Family law in Gaza, like in most Arab countries, is based on Sharia Islamic law. It awards legal guardianship of the child to the father while granting physical custody for rearing the child to the mother until a boy reaches age 9 and a girl reaches age 12, although some countries have now extended that to age 15 regardless of gender. However, a mother would not be able to leave the country with her children without the father's permission.

"It is a very tragic situation," said Abed Awad, an expert on Islamic Sharia law and adjunct law professor at Rutgers University Law School in New Jersey. "She faces substantial hurdles to secure the return of her children."

The U.S.-born Gonzales met Abuhamda in Missouri after converting to Islam at age 15. The couple talked over the phone for a year and went out on couple of dates before deciding to marry in 1996, when Gonzales was 16.

She and Abuhamda moved sporadically between the U.S. and Gaza between 1997 and 2005. Their oldest son, Jehed, was born in Gaza, while the other two children were born in the U.S. After their divorce, the couple lived a 10-minute drive apart in Overland Park.

Gonzales contends she allowed the children to go to Gaza in February for the wedding and that Abuhamda led her to believe he had booked flights back to the U.S. for them. She showed the AP an email she said her ex-husband sent her beforehand that indicated a "reservation confirmed" flight back to Kansas.

"There is no way I would agree for my kids to go there and stay there," said Gonzales, 32.

She said she contacted authorities after she found out the return flight information was fake.
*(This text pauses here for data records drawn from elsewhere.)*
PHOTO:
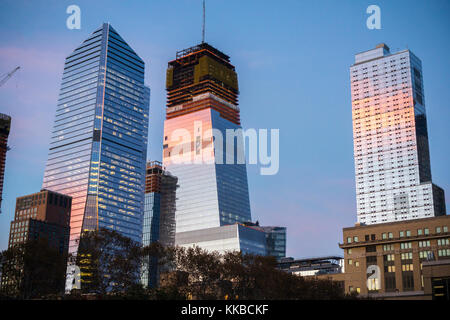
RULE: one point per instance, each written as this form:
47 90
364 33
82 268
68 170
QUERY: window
371 260
406 256
407 267
424 244
424 254
408 281
405 245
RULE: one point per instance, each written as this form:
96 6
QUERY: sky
292 59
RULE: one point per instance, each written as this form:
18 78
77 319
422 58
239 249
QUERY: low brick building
390 260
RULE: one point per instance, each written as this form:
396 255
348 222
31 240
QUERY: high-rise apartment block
98 144
5 126
44 214
392 158
202 97
41 221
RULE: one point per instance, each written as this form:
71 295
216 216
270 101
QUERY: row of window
402 234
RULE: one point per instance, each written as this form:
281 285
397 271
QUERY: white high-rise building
392 161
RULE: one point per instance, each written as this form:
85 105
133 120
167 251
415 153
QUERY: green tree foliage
32 270
110 263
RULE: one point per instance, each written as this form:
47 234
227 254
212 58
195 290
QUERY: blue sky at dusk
292 59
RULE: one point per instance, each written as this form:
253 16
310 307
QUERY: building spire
203 28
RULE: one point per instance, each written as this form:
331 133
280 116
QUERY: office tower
5 125
392 160
202 98
159 215
275 239
42 216
98 144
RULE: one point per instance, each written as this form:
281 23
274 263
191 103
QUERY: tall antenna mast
203 29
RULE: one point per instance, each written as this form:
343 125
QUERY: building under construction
200 70
5 125
159 214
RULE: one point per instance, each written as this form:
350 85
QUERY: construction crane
9 75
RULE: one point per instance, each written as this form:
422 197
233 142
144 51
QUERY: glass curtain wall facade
202 91
392 160
98 143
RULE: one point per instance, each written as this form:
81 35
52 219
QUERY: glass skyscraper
202 95
98 143
392 159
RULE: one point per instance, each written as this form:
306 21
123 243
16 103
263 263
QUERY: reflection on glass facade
202 91
159 216
226 238
392 161
275 241
98 143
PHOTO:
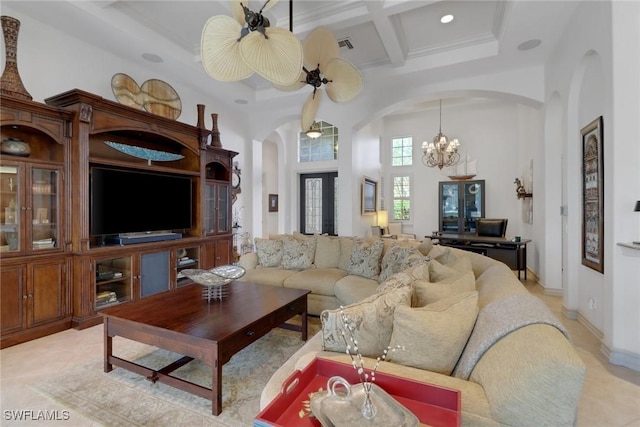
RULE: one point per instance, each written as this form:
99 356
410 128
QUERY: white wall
587 78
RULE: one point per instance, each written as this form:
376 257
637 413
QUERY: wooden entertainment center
55 274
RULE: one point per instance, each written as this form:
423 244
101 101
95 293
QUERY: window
402 198
402 151
320 149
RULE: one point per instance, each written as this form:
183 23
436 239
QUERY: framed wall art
369 196
273 203
593 196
By then, her ex-husband's apartment had been cleaned out. She said she later got a text message from him saying he was not coming back.
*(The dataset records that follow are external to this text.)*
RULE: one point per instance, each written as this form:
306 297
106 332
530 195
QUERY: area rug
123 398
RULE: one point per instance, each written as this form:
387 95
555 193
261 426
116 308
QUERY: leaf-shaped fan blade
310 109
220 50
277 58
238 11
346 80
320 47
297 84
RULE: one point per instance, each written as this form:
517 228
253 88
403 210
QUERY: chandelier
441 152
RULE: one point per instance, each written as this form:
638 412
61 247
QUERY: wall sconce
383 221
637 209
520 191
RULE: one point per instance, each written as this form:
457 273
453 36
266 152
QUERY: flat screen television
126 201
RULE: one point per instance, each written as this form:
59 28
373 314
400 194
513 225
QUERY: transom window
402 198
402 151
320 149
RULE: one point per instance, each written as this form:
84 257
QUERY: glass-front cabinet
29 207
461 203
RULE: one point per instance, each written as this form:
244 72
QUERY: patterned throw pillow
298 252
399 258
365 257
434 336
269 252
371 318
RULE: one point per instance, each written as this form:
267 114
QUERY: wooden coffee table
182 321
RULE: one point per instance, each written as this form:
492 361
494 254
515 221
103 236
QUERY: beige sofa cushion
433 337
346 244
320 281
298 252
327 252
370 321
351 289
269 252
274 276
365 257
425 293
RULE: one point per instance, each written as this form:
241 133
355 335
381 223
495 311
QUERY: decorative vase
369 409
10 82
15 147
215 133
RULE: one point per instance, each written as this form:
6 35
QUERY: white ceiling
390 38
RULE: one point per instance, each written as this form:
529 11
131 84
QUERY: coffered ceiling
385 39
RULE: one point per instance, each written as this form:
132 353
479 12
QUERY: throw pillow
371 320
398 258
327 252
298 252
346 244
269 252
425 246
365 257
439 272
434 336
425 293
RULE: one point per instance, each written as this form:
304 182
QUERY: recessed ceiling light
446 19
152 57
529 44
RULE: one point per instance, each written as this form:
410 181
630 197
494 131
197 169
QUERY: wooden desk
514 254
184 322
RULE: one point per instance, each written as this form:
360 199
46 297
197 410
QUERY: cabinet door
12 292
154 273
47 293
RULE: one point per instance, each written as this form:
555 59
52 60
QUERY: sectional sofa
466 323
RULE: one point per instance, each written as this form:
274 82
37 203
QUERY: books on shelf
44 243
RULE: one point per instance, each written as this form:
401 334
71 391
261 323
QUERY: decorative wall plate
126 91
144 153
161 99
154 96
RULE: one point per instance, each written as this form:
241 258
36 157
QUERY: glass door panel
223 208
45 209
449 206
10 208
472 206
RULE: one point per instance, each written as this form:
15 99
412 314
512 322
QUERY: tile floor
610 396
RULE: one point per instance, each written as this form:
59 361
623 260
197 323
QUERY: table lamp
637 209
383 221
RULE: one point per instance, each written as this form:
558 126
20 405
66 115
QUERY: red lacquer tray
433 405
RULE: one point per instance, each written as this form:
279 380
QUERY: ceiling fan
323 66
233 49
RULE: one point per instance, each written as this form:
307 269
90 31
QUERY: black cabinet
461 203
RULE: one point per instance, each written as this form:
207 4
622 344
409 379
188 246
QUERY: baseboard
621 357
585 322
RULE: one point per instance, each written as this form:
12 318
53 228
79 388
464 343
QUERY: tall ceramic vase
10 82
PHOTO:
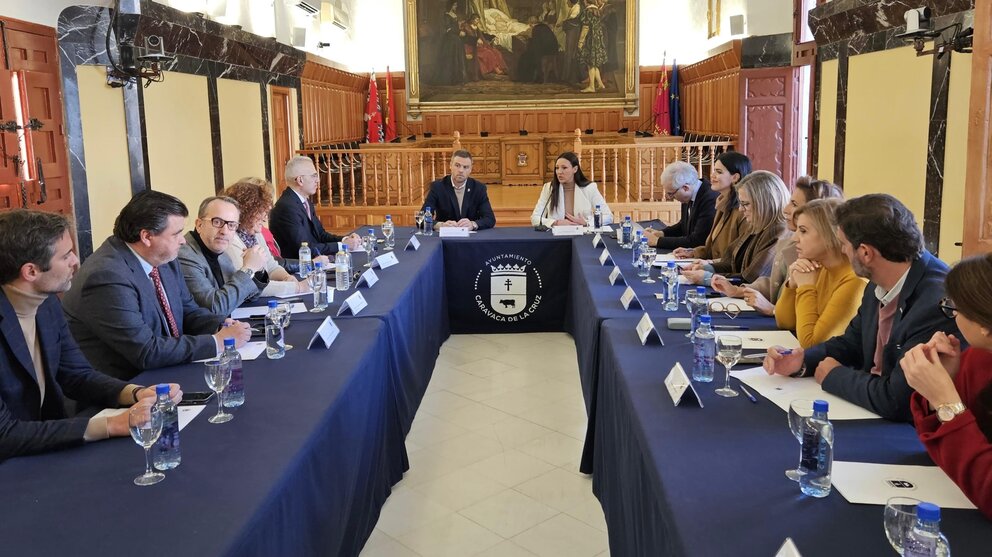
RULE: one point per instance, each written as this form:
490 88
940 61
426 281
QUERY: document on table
783 390
874 484
186 413
260 311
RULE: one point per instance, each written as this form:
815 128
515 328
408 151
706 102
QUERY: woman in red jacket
952 405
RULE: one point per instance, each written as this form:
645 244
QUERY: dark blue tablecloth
709 481
301 470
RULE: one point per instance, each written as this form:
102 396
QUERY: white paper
387 260
453 232
260 311
763 340
783 390
874 484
Abuhamda, 40, said his ex-wife knew he was taking the children to live in Gaza and that he never lied to her.

"I didn't kidnap the kids, and the kids know that we are going to live overseas," he said.

Abuhamda, who was unaware of the U.S. criminal charges until his family was contacted for comment, insisted he had the right to take the children. He also said he has offered to pay for his ex-wife to come to Gaza to visit them.

Gonzales, who remarried in 2010 and now has a 3-month-old son, said she talks regularly by phone with her three children in Gaza. She said she's fearful for them amid the "constant chaos" there.

"It is not safe," she said. "It is not safe on either side, from the airstrikes to the government that is running that area."

The Gaza Strip is a densely populated coastal enclave of 1.7 million people. Israel has launched airstrikes in Gaza in response to frequent rocket fire from militant groups targeting southern Israel.

Abuhamda said the children are enrolled in an American school. They live in an apartment building in an upscale neighborhood in Gaza City, though power outages are not uncommon.

"They are here with me and they are happy," Abuhamda said of his children.